Dave Pountney

Personal information
- Full name: David Harold Pountney
- Date of birth: 12 October 1939 (age 85)
- Place of birth: Baschurch, Shropshire, England
- Position(s): Winger/Defender

Youth career
- Myddle

Senior career*
- Years: Team / Apps / (Gls)
- 1957–1963: Shrewsbury Town / 175 / (11)
- 1963–1968: Aston Villa / 113 / (7)
- 1968–1970: Shrewsbury Town / 58 / (1)
- 1970–1973: Chester City / 135 / (1)
- 1973–1976: Oswestry Town
- 1976– c 1979: Welshpool Town

= Dave Pountney =

English footballer

David Pountney (/ˈpaʊntni/; born 12 October 1939) is an English former footballer.
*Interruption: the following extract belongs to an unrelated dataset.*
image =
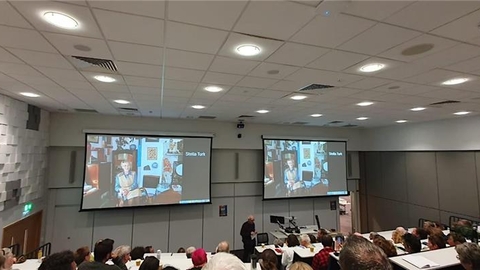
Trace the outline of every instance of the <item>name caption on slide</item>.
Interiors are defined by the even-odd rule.
[[[207,154],[205,152],[185,152],[186,157],[205,157]]]
[[[328,152],[329,156],[343,156],[342,152]]]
He played in The Football League for Shrewsbury Town, Aston Villa and Chester City. He played in several positions including winger and wing half.

==Playing career==
Pountney spent six years with Shrewsbury Town after signing in 1957 before making a £20,000 move to Football League First Division side Aston Villa in October 1963. Five years later he returned to Shrewsbury, combining playing with establishing his own sports business that he continues to own today.

In 1970, Pountney moved to Chester and made an immediate impact by scoring from 35 yards to help his new employers eliminate Shrewsbury from the Football League Cup. After leaving Chester at the end of the 1972–73 season, Pountney played for non–league sides Oswestry Town and Welshpool Town.